Por qué estamos tan enojados con Tinelli

Tinelli es un showman, un artista de televisión y tiene a su público. Menguado hoy, pero es su público. Hizo durante mucho tiempo un programa de televisión exitoso y, con su producto fácil y de comida rápida fue la crítica de cualquiera que tuviera algo de cultura. Confieso que nunca pude ver más de 5 minutos de su programa, y no me jacto: no es lo mío y la tele dejó de cubrir mis necesidades desde hace más de 30 años. Si te gustaba Tinelli te banco igual, está todo bien.

Por qué cuestionar con argumentos políticos a alguien que nunca los necesitó? Tinelli navegó por encima de todas las crisis políticas y económicas indemne, qué está pasando?

Si nos estamos haciendo estas preguntas tenemos que buscar la respuesta en los últimos doce años, los de la década ganada, el orgullo Nac & Pop. Cuando tuvo que conversar con el poder, con los que tienen la sartén por el mango porque son ricos o porque congregan el interés de “la gente”, el kirchnerismo se mostró sin la careta progre con la que endulzaba las tertulias de Horacio González. “Conmigo todo lo que quieras: impunidad, fiestas, descontrol, montañas de guita, poder. Todo. Si te ponés en la vereda de enfrente voy a ir por vos, te vuelvo loco, te persigo hasta ponerte de rodillas”.

Y en la Argentina empobrecida, Tinelli agarró viaje. De tener su propio club de basquet pasó a ser elegido presidente de San Lorenzo, a fuerza de popularidad y poner plata. Era imparable. Cuando murió Grondona parecía que la presidencia de la AFA estaba servida para él, el asiento le quedaba justito. Se movía y gesticulaba como si ya fuera el presidente. Pero todo se complicó. Scioli quería terminar la campaña en el programa de Tinelli, el más visto. Problemas de inseguridad.
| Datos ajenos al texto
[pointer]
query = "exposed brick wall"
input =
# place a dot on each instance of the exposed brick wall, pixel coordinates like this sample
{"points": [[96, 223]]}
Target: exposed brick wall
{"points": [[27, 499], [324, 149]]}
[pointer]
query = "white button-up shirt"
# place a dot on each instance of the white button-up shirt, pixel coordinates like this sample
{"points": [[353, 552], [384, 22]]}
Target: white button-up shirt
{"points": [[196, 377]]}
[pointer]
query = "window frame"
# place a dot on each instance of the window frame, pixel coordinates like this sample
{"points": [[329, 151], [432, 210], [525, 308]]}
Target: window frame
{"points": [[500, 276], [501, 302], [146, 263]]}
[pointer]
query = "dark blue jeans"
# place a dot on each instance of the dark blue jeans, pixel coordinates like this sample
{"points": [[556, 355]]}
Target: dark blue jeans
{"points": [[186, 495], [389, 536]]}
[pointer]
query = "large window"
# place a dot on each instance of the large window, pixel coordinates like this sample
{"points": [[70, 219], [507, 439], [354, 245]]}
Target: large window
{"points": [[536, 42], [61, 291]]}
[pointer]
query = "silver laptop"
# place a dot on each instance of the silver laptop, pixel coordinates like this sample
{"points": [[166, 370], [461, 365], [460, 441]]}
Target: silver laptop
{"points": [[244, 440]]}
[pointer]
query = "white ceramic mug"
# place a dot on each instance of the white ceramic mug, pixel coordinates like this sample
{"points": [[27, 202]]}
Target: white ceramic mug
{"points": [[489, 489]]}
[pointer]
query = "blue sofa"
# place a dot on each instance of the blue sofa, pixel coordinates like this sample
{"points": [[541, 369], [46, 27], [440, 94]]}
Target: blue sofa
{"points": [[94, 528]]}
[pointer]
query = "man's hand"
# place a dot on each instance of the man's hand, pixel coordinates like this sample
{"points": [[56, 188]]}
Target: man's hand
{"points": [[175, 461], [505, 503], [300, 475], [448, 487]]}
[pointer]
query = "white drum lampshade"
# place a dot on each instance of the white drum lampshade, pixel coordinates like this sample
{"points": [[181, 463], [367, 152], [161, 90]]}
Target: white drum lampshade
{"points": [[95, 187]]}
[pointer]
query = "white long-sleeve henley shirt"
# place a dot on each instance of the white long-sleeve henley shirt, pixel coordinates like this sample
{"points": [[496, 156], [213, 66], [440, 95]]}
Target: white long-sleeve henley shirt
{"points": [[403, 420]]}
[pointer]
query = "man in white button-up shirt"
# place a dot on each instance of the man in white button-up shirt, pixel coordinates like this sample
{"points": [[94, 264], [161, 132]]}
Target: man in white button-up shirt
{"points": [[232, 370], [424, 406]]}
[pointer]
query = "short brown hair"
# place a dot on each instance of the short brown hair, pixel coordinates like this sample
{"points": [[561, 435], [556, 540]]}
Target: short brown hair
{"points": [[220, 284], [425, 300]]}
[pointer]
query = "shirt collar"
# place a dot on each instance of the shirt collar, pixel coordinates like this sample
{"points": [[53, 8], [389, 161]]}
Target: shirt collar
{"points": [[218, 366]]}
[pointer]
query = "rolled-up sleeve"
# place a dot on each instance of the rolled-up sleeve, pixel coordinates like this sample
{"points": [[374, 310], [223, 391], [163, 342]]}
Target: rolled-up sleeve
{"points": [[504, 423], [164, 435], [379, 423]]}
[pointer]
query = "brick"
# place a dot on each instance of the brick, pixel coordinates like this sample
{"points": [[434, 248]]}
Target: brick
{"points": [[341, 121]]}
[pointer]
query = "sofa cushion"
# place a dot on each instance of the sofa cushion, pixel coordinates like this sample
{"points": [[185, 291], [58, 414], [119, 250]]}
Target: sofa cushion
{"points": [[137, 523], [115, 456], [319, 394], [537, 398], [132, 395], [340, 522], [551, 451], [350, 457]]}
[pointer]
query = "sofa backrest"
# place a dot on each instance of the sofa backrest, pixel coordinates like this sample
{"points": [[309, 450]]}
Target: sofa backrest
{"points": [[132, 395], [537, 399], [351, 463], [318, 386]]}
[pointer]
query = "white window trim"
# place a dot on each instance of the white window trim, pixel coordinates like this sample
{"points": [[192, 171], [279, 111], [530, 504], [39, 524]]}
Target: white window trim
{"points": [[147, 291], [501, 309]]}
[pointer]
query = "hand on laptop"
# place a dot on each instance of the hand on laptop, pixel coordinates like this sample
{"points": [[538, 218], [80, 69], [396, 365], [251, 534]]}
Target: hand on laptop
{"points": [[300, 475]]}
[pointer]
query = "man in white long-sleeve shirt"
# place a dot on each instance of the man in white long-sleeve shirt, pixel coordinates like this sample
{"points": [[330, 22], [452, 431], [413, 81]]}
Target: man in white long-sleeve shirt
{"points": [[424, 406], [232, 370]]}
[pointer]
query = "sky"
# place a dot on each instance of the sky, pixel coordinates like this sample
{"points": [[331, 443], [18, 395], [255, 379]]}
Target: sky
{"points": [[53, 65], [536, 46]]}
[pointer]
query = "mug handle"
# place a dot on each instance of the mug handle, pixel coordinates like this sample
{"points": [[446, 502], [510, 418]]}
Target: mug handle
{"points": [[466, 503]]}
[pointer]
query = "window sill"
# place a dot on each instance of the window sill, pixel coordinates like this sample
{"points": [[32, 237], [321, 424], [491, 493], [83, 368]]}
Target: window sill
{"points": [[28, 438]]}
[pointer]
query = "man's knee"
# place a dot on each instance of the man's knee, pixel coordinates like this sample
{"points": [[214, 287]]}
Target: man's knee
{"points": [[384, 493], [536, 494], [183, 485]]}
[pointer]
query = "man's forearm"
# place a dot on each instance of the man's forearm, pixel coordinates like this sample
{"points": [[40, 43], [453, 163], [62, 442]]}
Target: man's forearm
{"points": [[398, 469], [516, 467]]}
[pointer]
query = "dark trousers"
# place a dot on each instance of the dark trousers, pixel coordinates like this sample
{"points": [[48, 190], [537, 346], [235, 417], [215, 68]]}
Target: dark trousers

Y Tinelli, que venía jugando la máscara de centro-ambigüedad, de estar por encima de esas cosas, de quedarse bajo el calor del poder político a fuerza de no molestarlo, de jugar la carta del pibe de barrio, del buen tipo, del tipo que puede ser cualquiera pero que tuvo éxito… Tinelli tropezó. Se peleó con el ganador, con el que sí terminó siendo presidente, se peleó con un amigo que nació a la vida política desde el fútbol, y que muestra aún hoy con orgullo la exitosa gestión que tuvo en Boca. Hasta me harta escribirlo, Mauricio.

Lo peor de todo para Marcelo es que quedó asociado a una Argentina totalitaria y corrupta hasta la imbecilidad. Quedó Tinelli del lado de la valla del país que queremos dejar atrás. Si ganó Mauricio Macri es porque estamos dispuestos a alejarnos de todo eso subidos a cualquier barco.

Y para colmo de males, el kirchnerismo expone ahora su corrupción revoleando bolsos en un convento, en desbande, cayéndose a pedazos. Eran chorros, eran asesinos, eran apretadores, eran la KGB y la SS de la decadencia, eran narcos, asaltantes, arrebatadores, mentirosos y adictos. Y tenían cuentas, cajas con dólares, propiedades, campos, iPhones, autos importados, relojes, anillos y todo lo que denostaron, todo lo que criticaron en nombre de la nueva kultura. Y monjas.

En ese cuadro está Tinelli, como el personaje de “Y dónde está Wally?” con su remera a rayas, con todas las ganas de estar ajeno a la acción pero omnipresente.

Tinelli comió de la fruta que le presentaba el kirchnerismo, a sabiendas de que eran un proyecto totalitario sostenido por y para la criminalidad. El paraíso de “lagente” se aleja Marcelo, no sé, manejalo.